Qualitative results in terms of the visual output for cropped Elaine image have been shown in Fig. 7. It can be observed from Fig. 7c–e that ACWM, ATMBM, and DRID, respectively, fail to remove the noise present in the image apparent from the noise patches present in the restored image. NALUMBF suppresses the noise to a certain extent but also blurs the image detail during the filtering operation, shown in Fig. 7f. DTBDM also performs poorly at higher noise densities as the restored image still contains the noisy pixels, shown in Fig. 7g. Proposed approach performs well at high noise densities, evident from the restored image, shown in Fig. 7h.
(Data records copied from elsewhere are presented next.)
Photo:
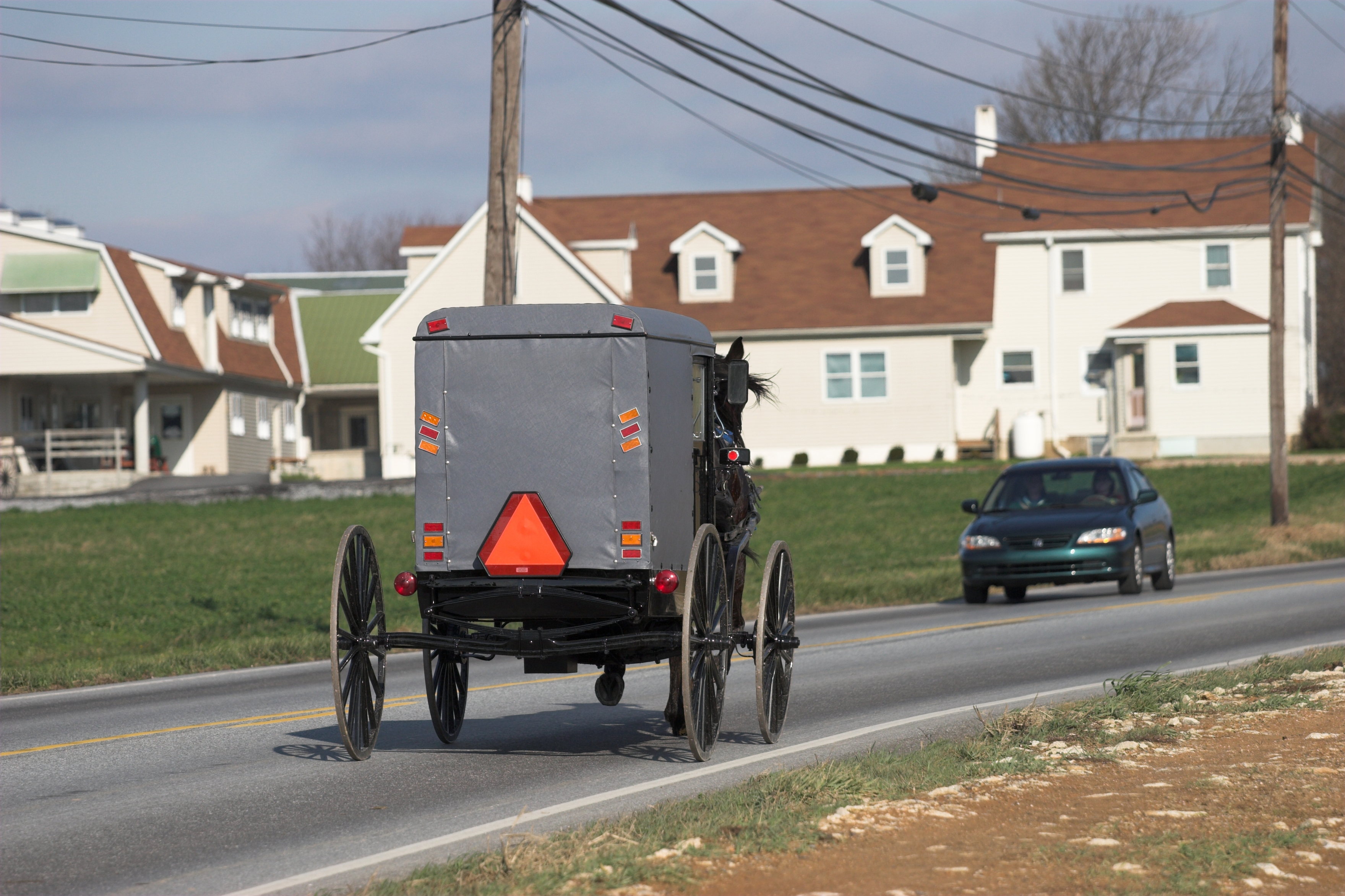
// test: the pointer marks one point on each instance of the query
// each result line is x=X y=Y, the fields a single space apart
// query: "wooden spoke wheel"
x=446 y=685
x=775 y=621
x=707 y=642
x=360 y=664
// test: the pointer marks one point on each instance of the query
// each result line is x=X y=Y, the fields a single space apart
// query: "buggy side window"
x=699 y=399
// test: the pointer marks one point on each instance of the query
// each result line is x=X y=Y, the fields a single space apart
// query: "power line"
x=1312 y=22
x=1004 y=92
x=198 y=25
x=1102 y=18
x=171 y=62
x=1036 y=58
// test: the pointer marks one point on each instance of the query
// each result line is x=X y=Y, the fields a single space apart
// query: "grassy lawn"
x=112 y=594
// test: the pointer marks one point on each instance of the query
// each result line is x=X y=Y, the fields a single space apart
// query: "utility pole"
x=1278 y=163
x=502 y=188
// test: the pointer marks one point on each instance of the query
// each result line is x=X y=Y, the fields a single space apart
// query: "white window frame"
x=719 y=274
x=857 y=376
x=888 y=267
x=1000 y=369
x=1199 y=364
x=1204 y=266
x=179 y=303
x=56 y=305
x=237 y=421
x=1060 y=271
x=264 y=419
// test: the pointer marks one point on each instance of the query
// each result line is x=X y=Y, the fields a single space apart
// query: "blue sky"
x=226 y=166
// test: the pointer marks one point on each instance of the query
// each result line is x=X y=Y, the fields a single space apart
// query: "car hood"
x=1036 y=522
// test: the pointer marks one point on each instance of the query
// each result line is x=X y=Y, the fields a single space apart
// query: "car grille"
x=1055 y=540
x=1085 y=568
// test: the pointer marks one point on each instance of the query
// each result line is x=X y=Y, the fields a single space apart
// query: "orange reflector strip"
x=524 y=540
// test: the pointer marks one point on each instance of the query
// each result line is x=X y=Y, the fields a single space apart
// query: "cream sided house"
x=117 y=365
x=1129 y=326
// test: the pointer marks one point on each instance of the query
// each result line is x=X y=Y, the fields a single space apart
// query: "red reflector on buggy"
x=524 y=540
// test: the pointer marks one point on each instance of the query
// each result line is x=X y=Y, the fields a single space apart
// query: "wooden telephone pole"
x=502 y=189
x=1278 y=163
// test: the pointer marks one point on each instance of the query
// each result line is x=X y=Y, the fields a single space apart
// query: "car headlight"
x=980 y=543
x=1102 y=536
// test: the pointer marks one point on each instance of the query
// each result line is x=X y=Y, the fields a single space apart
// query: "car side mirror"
x=738 y=382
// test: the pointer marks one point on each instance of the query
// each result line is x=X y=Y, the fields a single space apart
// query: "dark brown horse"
x=735 y=512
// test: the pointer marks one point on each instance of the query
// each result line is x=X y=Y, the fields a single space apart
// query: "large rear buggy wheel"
x=446 y=685
x=707 y=649
x=775 y=621
x=360 y=664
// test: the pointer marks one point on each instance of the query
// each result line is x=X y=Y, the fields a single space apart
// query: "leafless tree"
x=362 y=243
x=1150 y=62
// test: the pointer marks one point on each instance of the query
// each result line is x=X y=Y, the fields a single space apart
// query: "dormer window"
x=705 y=264
x=896 y=258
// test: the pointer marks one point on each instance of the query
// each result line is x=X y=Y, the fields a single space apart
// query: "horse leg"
x=674 y=712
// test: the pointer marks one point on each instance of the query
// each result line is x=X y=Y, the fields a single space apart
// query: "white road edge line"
x=467 y=833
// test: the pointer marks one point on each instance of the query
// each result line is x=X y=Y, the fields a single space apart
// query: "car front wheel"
x=1134 y=580
x=1168 y=578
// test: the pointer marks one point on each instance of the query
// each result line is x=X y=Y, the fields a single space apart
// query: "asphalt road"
x=249 y=785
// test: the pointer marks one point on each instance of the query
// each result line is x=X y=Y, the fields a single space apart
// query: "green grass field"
x=112 y=594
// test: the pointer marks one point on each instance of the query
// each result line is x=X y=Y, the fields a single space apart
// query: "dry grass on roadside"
x=778 y=813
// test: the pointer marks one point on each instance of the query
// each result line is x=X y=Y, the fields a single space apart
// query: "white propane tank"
x=1029 y=436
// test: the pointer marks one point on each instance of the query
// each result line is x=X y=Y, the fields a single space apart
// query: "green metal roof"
x=333 y=327
x=52 y=272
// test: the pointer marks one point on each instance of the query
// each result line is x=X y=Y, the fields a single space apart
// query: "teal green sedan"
x=1070 y=521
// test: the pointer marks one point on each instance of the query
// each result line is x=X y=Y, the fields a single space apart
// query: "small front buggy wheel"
x=774 y=663
x=707 y=642
x=360 y=661
x=446 y=685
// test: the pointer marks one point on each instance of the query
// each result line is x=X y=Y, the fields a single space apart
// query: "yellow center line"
x=299 y=715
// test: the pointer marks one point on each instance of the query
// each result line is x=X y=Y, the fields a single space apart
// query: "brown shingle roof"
x=1194 y=314
x=430 y=236
x=173 y=343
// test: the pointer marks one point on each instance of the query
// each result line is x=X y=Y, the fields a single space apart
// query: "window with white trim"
x=707 y=272
x=237 y=426
x=1188 y=365
x=1016 y=368
x=856 y=374
x=1219 y=271
x=263 y=419
x=179 y=303
x=1072 y=271
x=896 y=267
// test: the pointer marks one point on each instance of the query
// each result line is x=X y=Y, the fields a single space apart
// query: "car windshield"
x=1072 y=488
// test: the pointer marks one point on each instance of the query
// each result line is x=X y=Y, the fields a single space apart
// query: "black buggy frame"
x=583 y=443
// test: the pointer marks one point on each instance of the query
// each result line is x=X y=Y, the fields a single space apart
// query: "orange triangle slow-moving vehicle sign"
x=524 y=540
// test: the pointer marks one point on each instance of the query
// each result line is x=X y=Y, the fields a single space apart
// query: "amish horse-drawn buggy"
x=581 y=498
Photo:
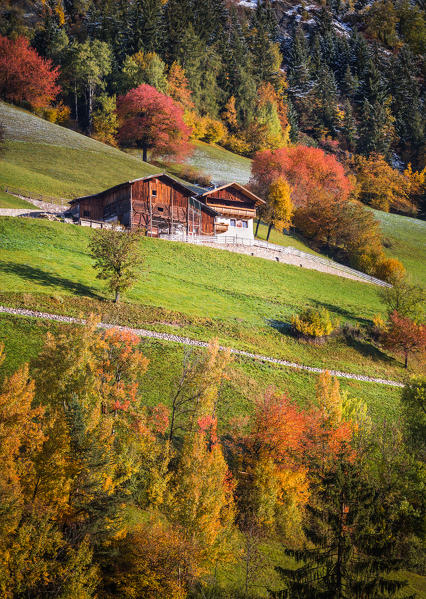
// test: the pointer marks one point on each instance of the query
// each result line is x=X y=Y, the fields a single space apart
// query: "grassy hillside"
x=201 y=292
x=9 y=201
x=222 y=165
x=44 y=158
x=405 y=239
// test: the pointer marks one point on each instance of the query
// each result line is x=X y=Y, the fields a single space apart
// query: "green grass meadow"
x=201 y=293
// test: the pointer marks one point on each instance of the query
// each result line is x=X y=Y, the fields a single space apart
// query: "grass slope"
x=8 y=201
x=201 y=292
x=44 y=158
x=406 y=240
x=222 y=165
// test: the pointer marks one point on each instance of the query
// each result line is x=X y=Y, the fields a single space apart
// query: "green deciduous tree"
x=117 y=258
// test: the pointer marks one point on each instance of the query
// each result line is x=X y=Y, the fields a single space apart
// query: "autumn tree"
x=267 y=463
x=152 y=121
x=380 y=185
x=201 y=499
x=35 y=555
x=279 y=205
x=26 y=77
x=117 y=258
x=403 y=297
x=309 y=171
x=414 y=409
x=177 y=87
x=404 y=336
x=153 y=559
x=105 y=121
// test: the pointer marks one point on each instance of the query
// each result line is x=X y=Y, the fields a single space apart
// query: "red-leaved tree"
x=309 y=171
x=26 y=77
x=152 y=121
x=404 y=336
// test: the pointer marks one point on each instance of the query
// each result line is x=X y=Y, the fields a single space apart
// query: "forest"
x=104 y=495
x=343 y=76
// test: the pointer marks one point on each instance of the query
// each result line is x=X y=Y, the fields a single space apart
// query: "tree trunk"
x=75 y=102
x=90 y=109
x=257 y=227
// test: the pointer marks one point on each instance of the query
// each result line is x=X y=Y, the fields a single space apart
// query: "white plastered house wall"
x=239 y=228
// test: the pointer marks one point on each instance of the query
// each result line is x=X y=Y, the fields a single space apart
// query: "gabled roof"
x=185 y=188
x=241 y=188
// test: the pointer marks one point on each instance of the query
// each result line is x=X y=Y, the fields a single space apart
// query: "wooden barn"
x=157 y=203
x=236 y=207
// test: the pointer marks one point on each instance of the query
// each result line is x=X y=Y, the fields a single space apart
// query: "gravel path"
x=287 y=258
x=196 y=343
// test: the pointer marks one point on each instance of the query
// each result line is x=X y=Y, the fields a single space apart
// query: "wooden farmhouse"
x=236 y=207
x=160 y=205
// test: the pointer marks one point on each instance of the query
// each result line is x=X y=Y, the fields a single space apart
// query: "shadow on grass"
x=41 y=277
x=340 y=311
x=282 y=327
x=369 y=350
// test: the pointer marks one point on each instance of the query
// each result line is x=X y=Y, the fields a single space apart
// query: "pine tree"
x=349 y=129
x=352 y=552
x=325 y=94
x=406 y=104
x=145 y=19
x=349 y=84
x=299 y=65
x=293 y=121
x=265 y=52
x=376 y=129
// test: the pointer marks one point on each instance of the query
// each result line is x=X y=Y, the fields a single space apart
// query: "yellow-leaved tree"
x=279 y=205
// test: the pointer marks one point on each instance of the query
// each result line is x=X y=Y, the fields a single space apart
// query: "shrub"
x=236 y=144
x=215 y=131
x=195 y=175
x=313 y=322
x=59 y=114
x=390 y=270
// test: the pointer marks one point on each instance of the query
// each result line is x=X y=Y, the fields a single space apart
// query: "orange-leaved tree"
x=309 y=171
x=201 y=502
x=279 y=207
x=404 y=336
x=153 y=121
x=26 y=77
x=380 y=185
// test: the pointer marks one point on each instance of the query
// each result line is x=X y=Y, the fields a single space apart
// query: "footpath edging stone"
x=196 y=343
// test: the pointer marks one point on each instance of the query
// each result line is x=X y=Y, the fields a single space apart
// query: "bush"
x=237 y=145
x=390 y=270
x=59 y=114
x=313 y=323
x=195 y=175
x=215 y=131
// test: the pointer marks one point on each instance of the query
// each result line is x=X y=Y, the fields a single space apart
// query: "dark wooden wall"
x=171 y=207
x=231 y=202
x=110 y=203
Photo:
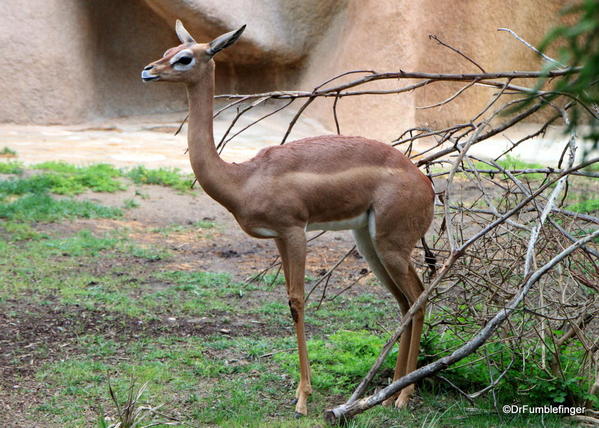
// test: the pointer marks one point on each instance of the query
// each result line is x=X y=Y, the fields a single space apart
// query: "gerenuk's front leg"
x=295 y=248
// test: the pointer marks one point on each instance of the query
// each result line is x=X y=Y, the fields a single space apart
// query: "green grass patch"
x=587 y=206
x=67 y=179
x=170 y=177
x=42 y=207
x=339 y=362
x=11 y=167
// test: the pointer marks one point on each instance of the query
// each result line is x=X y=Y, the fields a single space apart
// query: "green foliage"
x=42 y=207
x=21 y=231
x=579 y=48
x=341 y=361
x=67 y=179
x=170 y=177
x=525 y=382
x=12 y=167
x=585 y=207
x=7 y=151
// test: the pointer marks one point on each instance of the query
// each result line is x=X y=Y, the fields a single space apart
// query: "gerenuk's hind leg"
x=367 y=250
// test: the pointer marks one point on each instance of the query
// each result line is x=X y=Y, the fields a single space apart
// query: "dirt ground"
x=28 y=327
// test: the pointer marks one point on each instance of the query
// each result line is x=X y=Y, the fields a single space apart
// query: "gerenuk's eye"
x=184 y=60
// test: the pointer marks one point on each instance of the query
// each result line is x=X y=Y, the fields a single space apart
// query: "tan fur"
x=322 y=179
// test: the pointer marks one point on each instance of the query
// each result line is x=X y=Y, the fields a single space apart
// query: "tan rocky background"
x=70 y=61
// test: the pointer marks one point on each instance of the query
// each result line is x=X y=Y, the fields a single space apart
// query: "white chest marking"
x=357 y=222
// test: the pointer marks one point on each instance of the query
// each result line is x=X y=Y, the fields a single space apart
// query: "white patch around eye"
x=184 y=53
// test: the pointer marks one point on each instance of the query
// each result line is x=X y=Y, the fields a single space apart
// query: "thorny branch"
x=497 y=222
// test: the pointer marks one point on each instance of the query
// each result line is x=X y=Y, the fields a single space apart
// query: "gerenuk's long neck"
x=218 y=178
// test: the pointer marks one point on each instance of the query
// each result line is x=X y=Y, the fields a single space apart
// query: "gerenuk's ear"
x=224 y=41
x=183 y=34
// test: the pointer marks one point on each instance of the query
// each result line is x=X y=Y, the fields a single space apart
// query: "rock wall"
x=75 y=60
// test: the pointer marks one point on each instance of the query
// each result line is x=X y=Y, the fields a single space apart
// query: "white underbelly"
x=357 y=222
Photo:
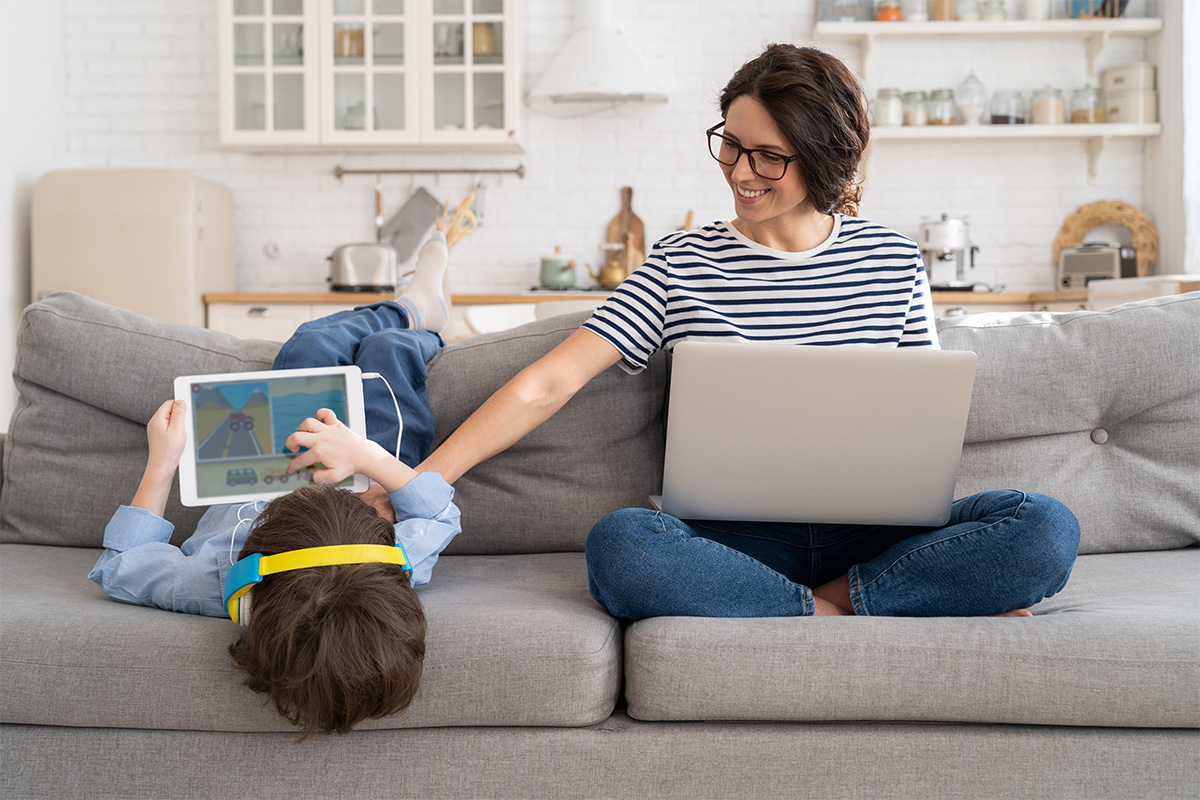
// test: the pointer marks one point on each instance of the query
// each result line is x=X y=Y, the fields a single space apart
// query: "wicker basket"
x=1110 y=212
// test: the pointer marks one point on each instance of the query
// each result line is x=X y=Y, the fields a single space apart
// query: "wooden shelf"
x=1096 y=133
x=1025 y=28
x=1095 y=32
x=1079 y=131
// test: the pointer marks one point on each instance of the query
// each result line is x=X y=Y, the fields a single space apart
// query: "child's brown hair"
x=330 y=645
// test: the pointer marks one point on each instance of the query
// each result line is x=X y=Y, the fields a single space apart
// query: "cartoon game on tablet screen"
x=241 y=427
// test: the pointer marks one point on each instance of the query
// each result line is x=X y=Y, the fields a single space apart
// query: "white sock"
x=425 y=296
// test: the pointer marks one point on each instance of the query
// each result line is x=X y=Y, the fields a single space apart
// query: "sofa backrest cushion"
x=1098 y=409
x=89 y=377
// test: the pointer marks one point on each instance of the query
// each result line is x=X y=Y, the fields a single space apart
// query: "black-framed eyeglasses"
x=766 y=164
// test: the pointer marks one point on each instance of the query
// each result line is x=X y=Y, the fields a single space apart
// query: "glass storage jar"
x=1049 y=107
x=888 y=108
x=942 y=10
x=971 y=98
x=993 y=11
x=1087 y=104
x=1007 y=108
x=888 y=11
x=941 y=107
x=915 y=112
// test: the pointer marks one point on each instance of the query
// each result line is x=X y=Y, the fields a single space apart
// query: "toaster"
x=371 y=266
x=1078 y=266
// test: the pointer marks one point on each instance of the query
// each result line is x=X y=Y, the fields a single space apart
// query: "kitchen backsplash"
x=142 y=92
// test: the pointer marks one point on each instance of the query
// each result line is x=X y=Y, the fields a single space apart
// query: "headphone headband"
x=249 y=571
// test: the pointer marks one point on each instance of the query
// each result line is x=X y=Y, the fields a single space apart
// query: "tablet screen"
x=241 y=426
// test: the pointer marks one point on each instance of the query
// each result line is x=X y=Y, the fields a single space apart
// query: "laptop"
x=238 y=423
x=822 y=434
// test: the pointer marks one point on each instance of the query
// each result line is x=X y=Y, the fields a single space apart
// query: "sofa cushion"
x=603 y=451
x=1098 y=409
x=89 y=377
x=513 y=641
x=1116 y=648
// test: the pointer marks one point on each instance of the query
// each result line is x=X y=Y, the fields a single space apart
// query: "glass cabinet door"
x=372 y=67
x=472 y=71
x=268 y=56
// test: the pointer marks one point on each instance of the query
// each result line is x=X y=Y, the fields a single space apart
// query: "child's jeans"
x=376 y=338
x=1001 y=551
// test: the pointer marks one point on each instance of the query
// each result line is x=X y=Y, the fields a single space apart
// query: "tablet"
x=238 y=423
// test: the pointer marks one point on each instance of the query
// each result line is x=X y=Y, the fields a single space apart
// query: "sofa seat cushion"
x=513 y=641
x=1119 y=647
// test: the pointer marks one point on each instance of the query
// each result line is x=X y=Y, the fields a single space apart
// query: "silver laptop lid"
x=823 y=434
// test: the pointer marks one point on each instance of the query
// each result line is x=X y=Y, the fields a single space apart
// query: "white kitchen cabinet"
x=370 y=74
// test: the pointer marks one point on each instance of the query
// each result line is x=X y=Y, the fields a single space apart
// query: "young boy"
x=330 y=645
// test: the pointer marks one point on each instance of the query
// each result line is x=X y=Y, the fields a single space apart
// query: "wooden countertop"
x=348 y=298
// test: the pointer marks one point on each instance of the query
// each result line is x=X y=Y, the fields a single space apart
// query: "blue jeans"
x=376 y=338
x=1001 y=551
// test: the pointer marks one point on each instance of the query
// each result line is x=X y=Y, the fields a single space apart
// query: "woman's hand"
x=342 y=452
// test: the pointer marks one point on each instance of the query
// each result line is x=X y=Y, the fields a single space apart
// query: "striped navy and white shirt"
x=865 y=284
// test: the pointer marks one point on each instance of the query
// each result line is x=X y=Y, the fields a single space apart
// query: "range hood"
x=595 y=70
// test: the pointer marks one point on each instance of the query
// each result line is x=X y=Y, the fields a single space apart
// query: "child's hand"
x=167 y=435
x=340 y=450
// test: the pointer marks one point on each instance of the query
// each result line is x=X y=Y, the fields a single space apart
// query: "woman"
x=790 y=266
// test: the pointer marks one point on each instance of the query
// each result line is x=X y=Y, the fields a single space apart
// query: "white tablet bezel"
x=355 y=411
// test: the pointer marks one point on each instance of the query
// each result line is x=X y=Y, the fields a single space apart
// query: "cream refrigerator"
x=149 y=240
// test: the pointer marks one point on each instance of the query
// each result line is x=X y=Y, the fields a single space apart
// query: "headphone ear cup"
x=244 y=609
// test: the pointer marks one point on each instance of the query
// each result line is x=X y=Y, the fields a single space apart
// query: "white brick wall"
x=142 y=92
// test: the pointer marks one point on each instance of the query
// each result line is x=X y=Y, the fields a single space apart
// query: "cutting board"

A similar observation has also been made with the standard Lena image results, illustrated in Fig. 8. From the fine image details present in the restored image (e.g., hairs on the top right corner in Fig. 7), it can be inferred that the proposed algorithm is capable of preserving the image details while reducing the noise.

Fig. 7
figure 7

Simulation results of various algorithms for cropped Elaine image, corrupted with 50 % random-valued impulse noise. a Original noise-free Elaine image; b Noisy Elaine image; c Output of ACWM; d Output of ATMBM; e Output of DRID; f Output of NALUMBF; g Output of DTBDM; h Output of the proposed approach

Fig. 8
figure 8

Simulation results of various algorithms for cropped Lena image, corrupted with 50 % random-valued impulse noise. a Original noise-free Elaine imageb) Noisy Elaine image; c output of ACWM; d output of ATMBM; e output of DRID; f output of NALUMBF; g output of DTBDM; h output of the proposed approach

During the experimentation, it has been found out that at higher noise density (i.e., \(P > 30\,\%\)), proposed method requires more than one iteration in order to clean the noise present in the image. At lower noise density, single pass of the proposed scheme reduces the noise present in image. Experimentally, we have observed that for higher noise density (i.e., \(P > 30\,\%\)), PSNR and SSIM of the candidate noisy image improve with the certain number of iterations of the proposed scheme. PSNR and SSIM variation was found to be purely depending upon the noise present in the image and number of times we applied the filtering operation on the candidate noisy image, shown in Fig. 9 for the Lena image. For 50 % noise density, 2–3 iterations were found to be optimal on variety of images; we have also observed that performing more than three iterations result in drop in the PSNR and SSIM values concluding the blurring phenomena caused by the over-filtering operation. Similarly, for \(\approx \)70 % noise-corrupted image, \(\approx \)4–5 iterations are sufficient to reduce the noise present in the image. For the ease of readers, we have enlisted the optimal number of iterations required for various noise densities in Table 6.

Fig. 9
figure 9

Variation of PSNR (dB) and SSIM with the iterations for Lena image corrupted with 50 % random-valued impulse noise

Table 6 Optimal number of iterations for various noise densities

6 Conclusion

In this paper, a novel GEP-based classifier has been proposed for the impulse noise detection. High sensitivity, specificity, and AUC of 77.91, 92.51, and 0.8466 %, respectively, imply its robust behavior. To evaluate the performance of the proposed method, we performed extensive simulations on standard test images and compared the results with existing state-of-art methods. Experimental results indicate that the proposed scheme performs better, compared to existing approaches at the high noise densities.